Some tips Zhao presented for communicating with students as they return to the area and need help during their time here include:
“•Be patient with international students when speaking. They are often translating in their head and need time to process what you are saying and how to form their response. Remember that lack of fluency in English does not indicate poor intellect. Students are working across cultural and language barriers. Be understanding.
“•Speak clearly and avoid slang, idioms, and acronyms. When in doubt about if a student understands, remember to SCORE: Simplify and Specify; Clarify and Confirm; Organize and Outline; Rephrase and Reframe and Explain with Examples.
“•Be sensitive to students who come from a collectivist culture. Try to be understanding when students want to stay connected to those from their own country, or make decisions based on their friends or families.
“•Go beyond just “where are you from?” and ask about their city or province. If you do not know much about the country or city that they are from, ask more questions about if it is urban, rural, big, small, etc.
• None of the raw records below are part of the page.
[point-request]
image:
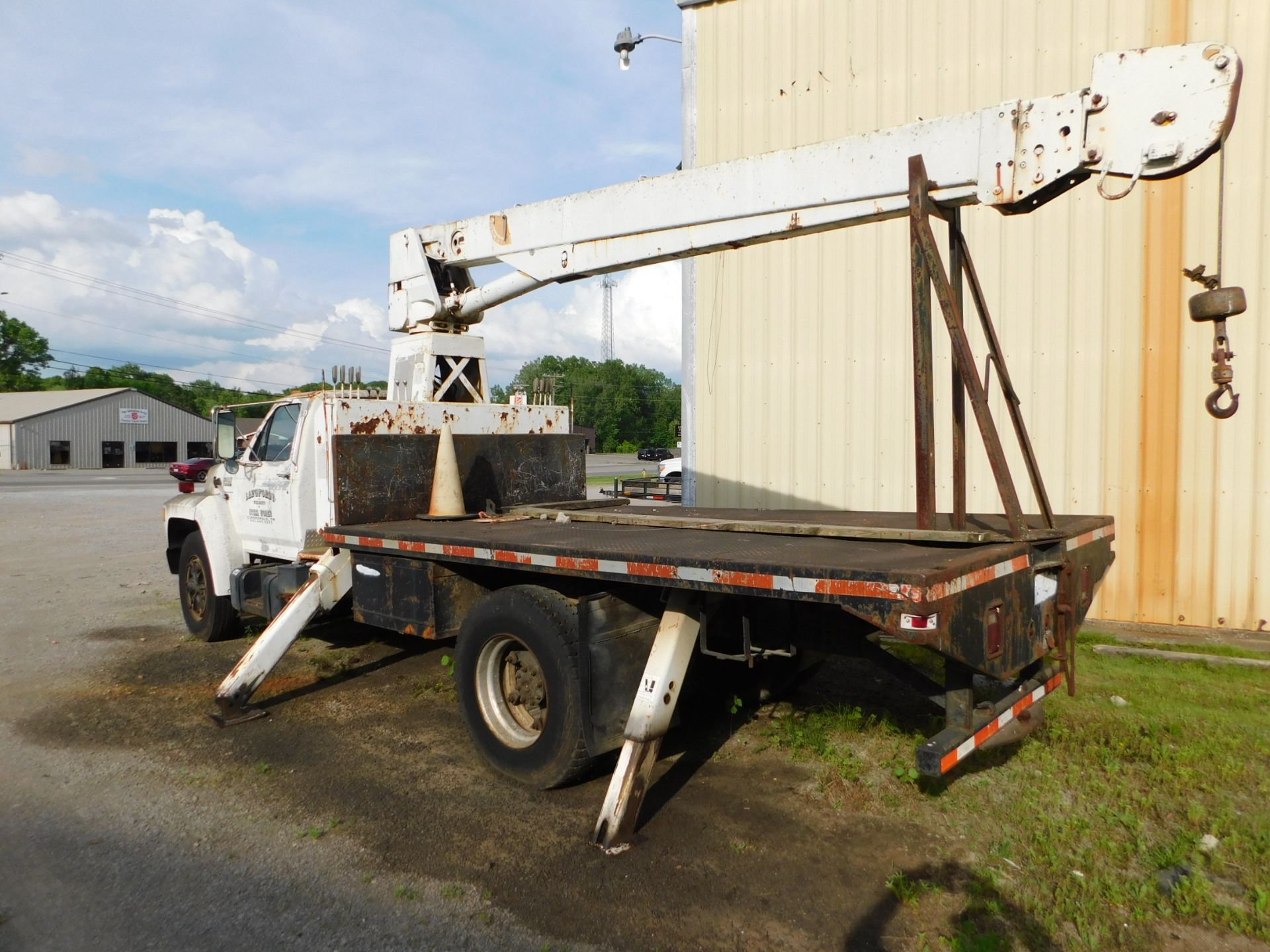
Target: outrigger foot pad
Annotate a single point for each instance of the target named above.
(232, 714)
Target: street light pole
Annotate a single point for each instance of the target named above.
(628, 41)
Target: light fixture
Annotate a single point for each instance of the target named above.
(628, 41)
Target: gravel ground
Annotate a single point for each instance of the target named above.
(359, 815)
(126, 847)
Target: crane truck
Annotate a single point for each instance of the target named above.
(575, 621)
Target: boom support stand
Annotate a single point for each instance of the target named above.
(651, 717)
(929, 270)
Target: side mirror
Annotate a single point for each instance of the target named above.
(226, 434)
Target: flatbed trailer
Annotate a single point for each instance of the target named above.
(757, 586)
(435, 513)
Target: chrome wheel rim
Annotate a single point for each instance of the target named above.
(196, 588)
(511, 691)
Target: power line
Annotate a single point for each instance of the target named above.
(114, 375)
(177, 370)
(112, 287)
(143, 334)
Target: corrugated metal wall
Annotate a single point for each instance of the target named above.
(87, 426)
(800, 349)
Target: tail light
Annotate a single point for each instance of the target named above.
(992, 625)
(919, 622)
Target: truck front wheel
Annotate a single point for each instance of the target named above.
(517, 666)
(207, 615)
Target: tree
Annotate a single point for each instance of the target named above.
(23, 353)
(625, 403)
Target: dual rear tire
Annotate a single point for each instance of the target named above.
(516, 660)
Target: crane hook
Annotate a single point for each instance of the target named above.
(1212, 403)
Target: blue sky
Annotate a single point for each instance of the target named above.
(255, 157)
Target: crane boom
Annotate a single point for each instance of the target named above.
(1147, 114)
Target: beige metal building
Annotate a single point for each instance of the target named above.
(798, 382)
A student from Beijing will have a very different life experience than a student from a town in rural China, just as an American student from New York City will have a very different life experience than a student from the rural Midwest United States.
“•Do not assume all Asian international students are from China. We have students from Korea, Japan, Vietnam and other Asian countries who find it very difficult to be consistently lumped into the Chinese student population.
“•Talk about food! Food is usually one of the most difficult adjustments for international students, and it is an easy topic to discuss. Ask what they think of American food, or what dish they miss most from their home country.
“•Share stories about yourself. Students will appreciate when you talk about your family, home, personal life, etc. and will be able to easier connect with you.
“•Take the time to learn how to correctly pronounce their name. Even if they are shy about correcting you, ask them to pronounce it for you and make an effort to learn it.
“•Keep up with global current events. Be aware of any major news events happening in a student’s country, and inquire about how their family is doing in the event of war, natural disaster, etc. These can be large stressors on a student, and recognizing that something is going on can help them during a difficult time. In addition, show an interest in cultural holidays or other (more positive) current events.
“•Remember that cultural sensitivity does not simply mean understanding another culture, but also requires an understanding of one’s own cultural background and biases. Try not to assume that our way of doing things is the ‘right’ way, and that an international student’s way is ‘wrong’ or ‘backwards.’ Let international students teach you about their culture, and your own.”